Risico's, bijwerkingen en gevaren
In tegenstelling tot invasieve methoden veroorzaakt transcutane nervus vagus stimulatie geen ongewenste irritatie van zenuwvezels. Dit elimineert ook bijwerkingen zoals heesheid of tijdelijke kortademigheid. Jeuk of lichte pijn kan alleen optreden in het gebied van de oorschelp tijdens stimulatie, maar deze kunnen worden geminimaliseerd of volledig worden geëlimineerd door de intensiteit van de elektrische stimulatie te verminderen.
Met de optimale instelling van de stimulatiesterkte van zijn apparaat voelt de patiënt slechts een licht tintelend gevoel in het oor. De verstandige dagelijkse werkdruk voor het stimuleren van de nervus vagus is vier uur, die ook over de dag verspreid kan worden. De eigenaar van het stimulatie-apparaat kan de sterkte van de elektrische prikkels op elk moment wijzigen, zodat deze altijd het beste overeenkomt met zijn eigen gevoel van welzijn. De patiënt ontvangt regelmatig alle belangrijke informatie over de effectiviteit en duur van de therapeutische maatregelen van het display van het apparaat.
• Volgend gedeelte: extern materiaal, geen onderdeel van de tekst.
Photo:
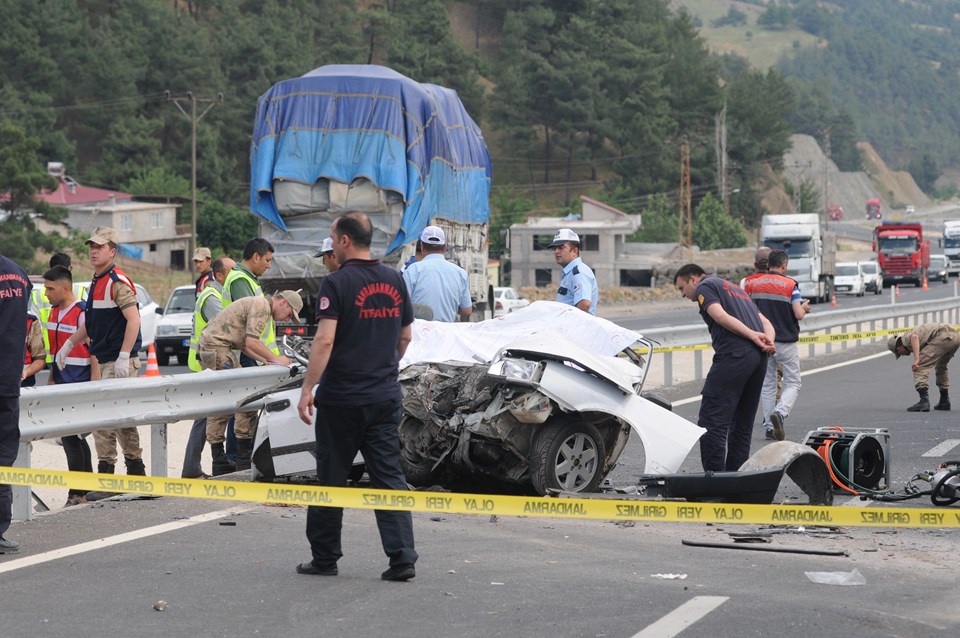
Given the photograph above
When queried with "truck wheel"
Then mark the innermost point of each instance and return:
(414, 437)
(568, 455)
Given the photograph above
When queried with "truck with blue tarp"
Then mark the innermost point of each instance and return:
(364, 137)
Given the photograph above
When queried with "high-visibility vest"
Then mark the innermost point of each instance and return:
(41, 308)
(199, 323)
(269, 337)
(59, 329)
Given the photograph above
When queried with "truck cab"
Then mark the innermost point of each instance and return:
(811, 250)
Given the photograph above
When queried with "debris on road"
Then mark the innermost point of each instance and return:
(837, 578)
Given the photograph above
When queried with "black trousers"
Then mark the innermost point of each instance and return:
(373, 430)
(731, 395)
(9, 445)
(78, 458)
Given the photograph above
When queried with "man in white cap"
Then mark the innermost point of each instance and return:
(203, 264)
(433, 281)
(326, 254)
(578, 285)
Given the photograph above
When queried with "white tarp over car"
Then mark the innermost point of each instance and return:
(437, 342)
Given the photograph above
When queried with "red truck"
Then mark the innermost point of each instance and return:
(902, 252)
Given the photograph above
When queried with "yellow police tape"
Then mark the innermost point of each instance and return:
(452, 503)
(806, 339)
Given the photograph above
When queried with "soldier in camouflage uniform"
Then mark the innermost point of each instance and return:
(932, 345)
(242, 326)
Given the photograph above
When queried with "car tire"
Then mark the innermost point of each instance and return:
(567, 455)
(417, 468)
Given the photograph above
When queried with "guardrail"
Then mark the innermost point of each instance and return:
(60, 410)
(682, 365)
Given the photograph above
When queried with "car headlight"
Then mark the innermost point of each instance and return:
(516, 370)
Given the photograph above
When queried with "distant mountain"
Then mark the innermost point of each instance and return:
(893, 65)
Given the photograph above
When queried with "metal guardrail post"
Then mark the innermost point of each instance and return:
(22, 508)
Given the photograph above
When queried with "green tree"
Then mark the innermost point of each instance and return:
(713, 229)
(21, 178)
(225, 227)
(661, 221)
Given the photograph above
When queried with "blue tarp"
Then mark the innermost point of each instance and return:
(342, 122)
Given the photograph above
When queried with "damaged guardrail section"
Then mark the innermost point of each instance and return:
(486, 504)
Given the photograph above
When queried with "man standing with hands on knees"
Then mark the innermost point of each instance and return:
(364, 315)
(113, 326)
(742, 338)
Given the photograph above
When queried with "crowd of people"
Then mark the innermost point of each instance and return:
(351, 394)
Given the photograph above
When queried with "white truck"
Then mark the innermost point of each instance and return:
(951, 245)
(811, 249)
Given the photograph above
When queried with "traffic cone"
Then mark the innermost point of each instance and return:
(153, 370)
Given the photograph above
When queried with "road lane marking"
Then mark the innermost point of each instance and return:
(100, 543)
(942, 449)
(803, 374)
(682, 617)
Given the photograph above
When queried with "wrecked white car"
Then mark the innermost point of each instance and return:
(546, 415)
(511, 401)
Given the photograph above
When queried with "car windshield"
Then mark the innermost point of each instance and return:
(793, 247)
(182, 300)
(899, 245)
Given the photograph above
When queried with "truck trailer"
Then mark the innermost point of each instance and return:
(811, 249)
(366, 138)
(902, 252)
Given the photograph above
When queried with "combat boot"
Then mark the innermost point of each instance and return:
(244, 450)
(944, 400)
(221, 464)
(923, 405)
(135, 467)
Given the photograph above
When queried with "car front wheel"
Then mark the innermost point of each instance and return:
(567, 455)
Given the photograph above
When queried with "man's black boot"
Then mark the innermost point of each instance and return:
(244, 450)
(944, 400)
(135, 467)
(923, 405)
(221, 464)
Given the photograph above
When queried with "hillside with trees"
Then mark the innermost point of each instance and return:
(577, 96)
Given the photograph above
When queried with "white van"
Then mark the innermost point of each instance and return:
(849, 279)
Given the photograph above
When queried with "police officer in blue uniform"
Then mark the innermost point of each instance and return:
(741, 337)
(578, 285)
(14, 298)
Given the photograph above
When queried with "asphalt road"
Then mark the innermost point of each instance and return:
(510, 576)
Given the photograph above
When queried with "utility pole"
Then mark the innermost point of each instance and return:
(826, 177)
(194, 120)
(686, 216)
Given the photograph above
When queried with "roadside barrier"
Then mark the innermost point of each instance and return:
(487, 504)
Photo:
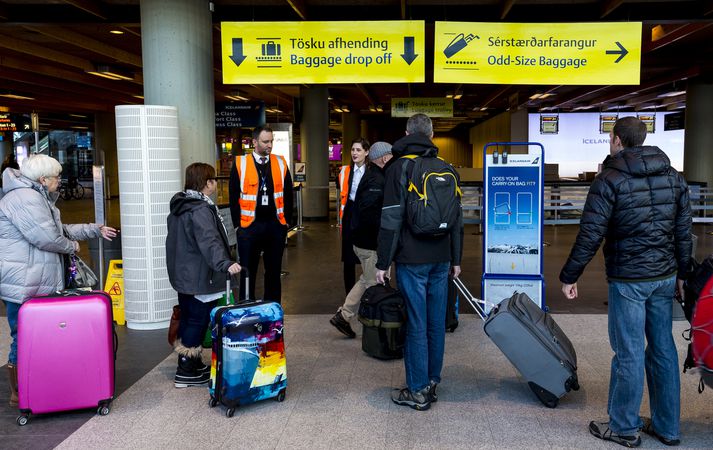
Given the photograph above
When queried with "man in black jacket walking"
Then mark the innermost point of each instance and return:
(422, 266)
(639, 206)
(363, 225)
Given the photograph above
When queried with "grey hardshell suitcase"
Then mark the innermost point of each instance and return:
(533, 342)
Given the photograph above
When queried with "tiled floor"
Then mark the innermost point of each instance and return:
(338, 397)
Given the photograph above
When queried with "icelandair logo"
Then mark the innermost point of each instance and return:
(595, 141)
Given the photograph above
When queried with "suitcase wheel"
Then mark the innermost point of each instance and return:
(545, 396)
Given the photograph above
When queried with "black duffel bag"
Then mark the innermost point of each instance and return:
(383, 313)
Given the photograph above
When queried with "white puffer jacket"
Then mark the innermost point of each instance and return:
(31, 239)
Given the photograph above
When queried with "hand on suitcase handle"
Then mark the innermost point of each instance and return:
(234, 269)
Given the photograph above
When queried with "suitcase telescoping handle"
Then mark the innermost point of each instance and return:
(477, 304)
(228, 290)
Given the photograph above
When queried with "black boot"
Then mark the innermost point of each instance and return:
(190, 370)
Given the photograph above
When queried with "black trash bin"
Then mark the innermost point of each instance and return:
(112, 250)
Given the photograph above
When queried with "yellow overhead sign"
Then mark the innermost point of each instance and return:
(323, 52)
(537, 53)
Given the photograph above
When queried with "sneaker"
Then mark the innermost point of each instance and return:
(188, 373)
(432, 396)
(341, 324)
(417, 400)
(648, 428)
(602, 431)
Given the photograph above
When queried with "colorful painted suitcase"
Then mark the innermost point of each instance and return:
(66, 350)
(533, 342)
(248, 362)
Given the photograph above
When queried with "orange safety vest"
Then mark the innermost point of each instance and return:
(344, 189)
(250, 183)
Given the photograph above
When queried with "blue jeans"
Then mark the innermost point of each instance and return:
(425, 289)
(12, 310)
(640, 314)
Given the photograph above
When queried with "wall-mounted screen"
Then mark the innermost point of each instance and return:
(579, 147)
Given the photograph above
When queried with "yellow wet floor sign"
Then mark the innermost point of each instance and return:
(114, 286)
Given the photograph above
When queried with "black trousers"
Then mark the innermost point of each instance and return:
(268, 238)
(195, 317)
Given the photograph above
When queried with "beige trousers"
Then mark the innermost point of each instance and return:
(367, 279)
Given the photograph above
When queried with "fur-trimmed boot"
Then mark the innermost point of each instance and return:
(12, 377)
(191, 370)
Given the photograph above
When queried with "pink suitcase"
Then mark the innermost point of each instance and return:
(65, 349)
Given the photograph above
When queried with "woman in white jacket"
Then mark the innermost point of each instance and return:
(33, 240)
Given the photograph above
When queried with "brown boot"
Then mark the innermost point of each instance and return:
(12, 376)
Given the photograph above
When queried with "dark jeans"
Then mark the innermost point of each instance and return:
(640, 336)
(425, 288)
(195, 317)
(268, 238)
(349, 276)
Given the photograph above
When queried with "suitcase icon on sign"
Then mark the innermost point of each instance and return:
(271, 49)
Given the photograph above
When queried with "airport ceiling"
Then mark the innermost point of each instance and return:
(47, 48)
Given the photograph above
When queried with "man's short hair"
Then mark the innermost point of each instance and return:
(40, 166)
(362, 141)
(258, 130)
(631, 131)
(197, 176)
(419, 123)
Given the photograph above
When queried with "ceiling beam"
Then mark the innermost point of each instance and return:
(78, 40)
(608, 7)
(672, 36)
(273, 91)
(69, 75)
(579, 95)
(679, 75)
(495, 95)
(39, 51)
(299, 7)
(89, 6)
(505, 7)
(707, 7)
(29, 82)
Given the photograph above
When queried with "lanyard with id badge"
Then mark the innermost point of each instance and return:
(263, 186)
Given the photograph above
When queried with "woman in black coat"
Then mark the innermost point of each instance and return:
(198, 262)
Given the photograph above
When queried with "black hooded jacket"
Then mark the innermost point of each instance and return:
(366, 213)
(396, 242)
(197, 251)
(639, 206)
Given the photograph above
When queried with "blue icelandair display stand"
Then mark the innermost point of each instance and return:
(512, 222)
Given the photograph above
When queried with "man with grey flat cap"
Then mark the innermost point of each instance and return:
(364, 226)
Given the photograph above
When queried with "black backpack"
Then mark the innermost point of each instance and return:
(433, 200)
(383, 313)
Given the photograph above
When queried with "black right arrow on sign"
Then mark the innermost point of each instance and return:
(409, 54)
(622, 52)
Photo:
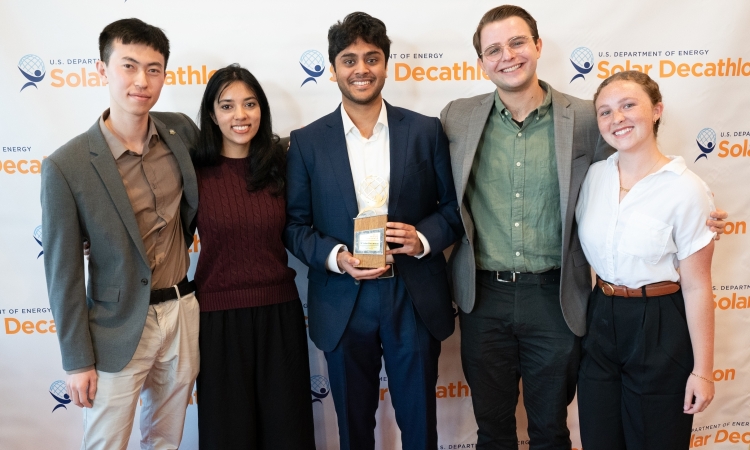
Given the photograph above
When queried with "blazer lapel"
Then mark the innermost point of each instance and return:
(564, 120)
(335, 148)
(174, 142)
(478, 119)
(398, 134)
(104, 163)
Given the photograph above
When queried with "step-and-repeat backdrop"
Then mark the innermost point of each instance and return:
(49, 92)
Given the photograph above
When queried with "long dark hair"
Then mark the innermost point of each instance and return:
(267, 158)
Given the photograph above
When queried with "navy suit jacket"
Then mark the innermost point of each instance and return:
(321, 205)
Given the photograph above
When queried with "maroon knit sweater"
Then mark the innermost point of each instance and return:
(242, 262)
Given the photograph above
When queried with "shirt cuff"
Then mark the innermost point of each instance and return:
(81, 370)
(425, 244)
(331, 263)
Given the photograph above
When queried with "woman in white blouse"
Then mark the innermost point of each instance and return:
(647, 359)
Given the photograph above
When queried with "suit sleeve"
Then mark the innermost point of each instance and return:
(443, 227)
(300, 237)
(63, 266)
(193, 133)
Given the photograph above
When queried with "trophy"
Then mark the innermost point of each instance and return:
(369, 227)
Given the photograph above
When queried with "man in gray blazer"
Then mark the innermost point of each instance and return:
(519, 275)
(128, 188)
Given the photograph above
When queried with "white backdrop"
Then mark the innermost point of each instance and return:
(696, 50)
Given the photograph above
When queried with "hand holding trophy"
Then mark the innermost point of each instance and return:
(369, 226)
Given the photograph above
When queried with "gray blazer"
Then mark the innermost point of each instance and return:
(83, 198)
(577, 145)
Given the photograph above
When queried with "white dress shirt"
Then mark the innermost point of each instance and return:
(368, 158)
(641, 239)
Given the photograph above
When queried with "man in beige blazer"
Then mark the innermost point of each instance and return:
(519, 275)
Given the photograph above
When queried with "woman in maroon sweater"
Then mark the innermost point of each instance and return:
(254, 381)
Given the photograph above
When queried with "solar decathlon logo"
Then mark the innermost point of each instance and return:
(32, 68)
(38, 239)
(706, 141)
(319, 388)
(583, 61)
(59, 393)
(313, 64)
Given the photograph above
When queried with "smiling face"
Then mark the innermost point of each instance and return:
(626, 116)
(361, 72)
(135, 75)
(516, 69)
(237, 113)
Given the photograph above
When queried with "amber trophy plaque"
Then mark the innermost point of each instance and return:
(369, 227)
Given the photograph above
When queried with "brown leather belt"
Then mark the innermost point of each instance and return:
(182, 288)
(649, 290)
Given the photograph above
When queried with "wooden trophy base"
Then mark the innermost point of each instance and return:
(369, 241)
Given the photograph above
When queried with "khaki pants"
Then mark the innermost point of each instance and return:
(162, 373)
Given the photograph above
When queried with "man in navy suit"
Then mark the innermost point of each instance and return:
(399, 312)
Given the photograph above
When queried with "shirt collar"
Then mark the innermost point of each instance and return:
(676, 163)
(541, 111)
(116, 146)
(381, 124)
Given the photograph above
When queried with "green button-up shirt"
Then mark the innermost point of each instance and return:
(513, 192)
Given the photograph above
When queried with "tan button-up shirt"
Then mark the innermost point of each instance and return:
(153, 182)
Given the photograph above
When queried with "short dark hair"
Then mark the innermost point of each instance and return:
(357, 25)
(132, 31)
(649, 86)
(501, 13)
(267, 160)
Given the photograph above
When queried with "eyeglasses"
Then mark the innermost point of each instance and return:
(515, 45)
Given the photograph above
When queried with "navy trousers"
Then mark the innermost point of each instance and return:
(384, 323)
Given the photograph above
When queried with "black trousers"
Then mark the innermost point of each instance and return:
(517, 331)
(254, 380)
(637, 357)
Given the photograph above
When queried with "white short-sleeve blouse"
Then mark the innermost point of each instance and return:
(641, 240)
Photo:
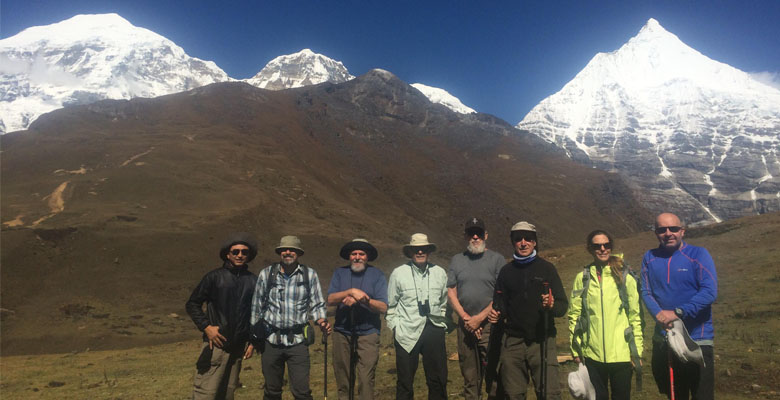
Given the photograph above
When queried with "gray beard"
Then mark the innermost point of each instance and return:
(357, 267)
(476, 249)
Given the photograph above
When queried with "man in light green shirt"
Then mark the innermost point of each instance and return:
(417, 294)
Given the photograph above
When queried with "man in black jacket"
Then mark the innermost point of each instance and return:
(522, 300)
(227, 292)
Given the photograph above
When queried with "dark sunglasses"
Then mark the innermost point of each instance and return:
(662, 229)
(598, 246)
(528, 237)
(480, 234)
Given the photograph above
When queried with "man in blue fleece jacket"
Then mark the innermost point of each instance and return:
(679, 282)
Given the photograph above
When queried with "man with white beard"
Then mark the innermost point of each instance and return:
(470, 284)
(359, 290)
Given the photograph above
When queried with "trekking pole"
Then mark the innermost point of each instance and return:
(671, 370)
(480, 367)
(546, 321)
(352, 355)
(325, 366)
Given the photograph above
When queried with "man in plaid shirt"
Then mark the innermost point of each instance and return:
(286, 294)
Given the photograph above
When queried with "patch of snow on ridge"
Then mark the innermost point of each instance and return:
(441, 96)
(88, 58)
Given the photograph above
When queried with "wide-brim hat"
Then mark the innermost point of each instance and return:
(239, 238)
(290, 242)
(682, 345)
(523, 226)
(358, 244)
(580, 386)
(474, 224)
(418, 240)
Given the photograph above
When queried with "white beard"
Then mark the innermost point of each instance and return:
(357, 267)
(476, 249)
Alle gegevens worden continu in het apparaat opgeslagen, zodat de behandelende arts het verloop van de therapie op elk moment kan volgen en effectief kan beïnvloeden. De maatregel kan op elk moment worden geannuleerd. Zelfs bij kinderen die aan epilepsie-aanvallen lijden, kan de t-VNS-behandeling in combinatie met geneesmiddelen worden gebruikt.